Le jugement, divulgué sur le site Web du Bitcoin Legal Defence Fund, estime les coûts encourus par la COPA à environ 6,7 millions de livres sterling.
Le juge James Mellor a exprimé ses inquiétudes quant au non-respect par Wright des ordres monétaires, soulignant un « risque très réel de dissipation » des actifs, qui a motivé la décision de mettre en œuvre le gel des avoirs.
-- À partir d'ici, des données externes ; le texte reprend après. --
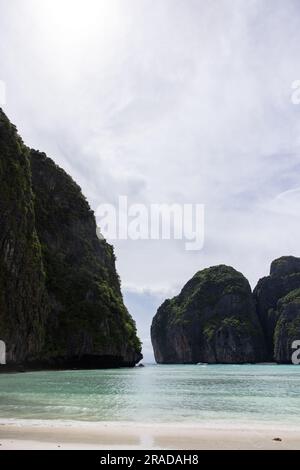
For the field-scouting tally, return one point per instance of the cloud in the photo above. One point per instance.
(172, 101)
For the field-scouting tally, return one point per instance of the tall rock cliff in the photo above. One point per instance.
(287, 329)
(23, 303)
(212, 320)
(272, 301)
(61, 303)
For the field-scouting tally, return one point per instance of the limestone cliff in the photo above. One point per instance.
(212, 320)
(283, 279)
(60, 298)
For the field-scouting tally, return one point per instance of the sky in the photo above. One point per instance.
(166, 101)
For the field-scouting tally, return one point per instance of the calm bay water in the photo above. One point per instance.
(156, 393)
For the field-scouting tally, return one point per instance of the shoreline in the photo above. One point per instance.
(48, 434)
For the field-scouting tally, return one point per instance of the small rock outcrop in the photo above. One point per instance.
(212, 320)
(60, 298)
(287, 329)
(283, 279)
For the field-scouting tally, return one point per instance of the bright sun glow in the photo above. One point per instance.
(74, 21)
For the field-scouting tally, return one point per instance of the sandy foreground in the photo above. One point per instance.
(29, 434)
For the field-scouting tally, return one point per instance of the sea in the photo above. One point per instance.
(202, 394)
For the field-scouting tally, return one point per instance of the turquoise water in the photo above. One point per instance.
(157, 393)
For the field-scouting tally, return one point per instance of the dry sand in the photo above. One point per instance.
(29, 434)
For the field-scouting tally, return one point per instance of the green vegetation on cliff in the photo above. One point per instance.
(213, 319)
(69, 309)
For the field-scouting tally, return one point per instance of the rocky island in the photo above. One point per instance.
(60, 298)
(217, 319)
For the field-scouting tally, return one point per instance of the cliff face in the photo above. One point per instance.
(288, 327)
(61, 303)
(284, 278)
(23, 304)
(212, 320)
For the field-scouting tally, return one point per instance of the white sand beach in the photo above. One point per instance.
(28, 434)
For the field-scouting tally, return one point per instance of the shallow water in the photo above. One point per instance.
(157, 393)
Les affirmations de Wright mises de côté
Il est maintenant prouvé que Craig Wright, qui est une figure polarisante dans le monde de la cryptographie en raison de sa prétendue identité de Satoshi Nakamoto, a fait de fausses déclarations.
Le tribunal a trouvé des preuves accablantes contre l’affirmation de Wright selon laquelle il était Nakamoto, concluant qu’il n’était pas le créateur de Bitcoin. La décision a marqué un moment crucial dans l’affaire, mettant en lumière l’authenticité des affirmations de Wright et la nature open source du Bitcoin.
Ce développement marque un moment critique dans le débat en cours sur les origines du Bitcoin et la responsabilité des individus faisant des réclamations importantes au sein des communautés technologiques et cryptographiques.
L’affaire, qui a attiré une large attention, met en évidence les complexités juridiques entourant le droit d’auteur, l’identité et la vérification des réclamations dans les secteurs de la blockchain et de la cryptographie en évolution rapide.
Cela crée également un précédent dans le traitement juridique des documents fondateurs de la cryptographie. La victoire de la COPA représente une victoire plus large pour l’industrie des actifs numériques, qui milite en faveur du développement non propriétaire du Bitcoin.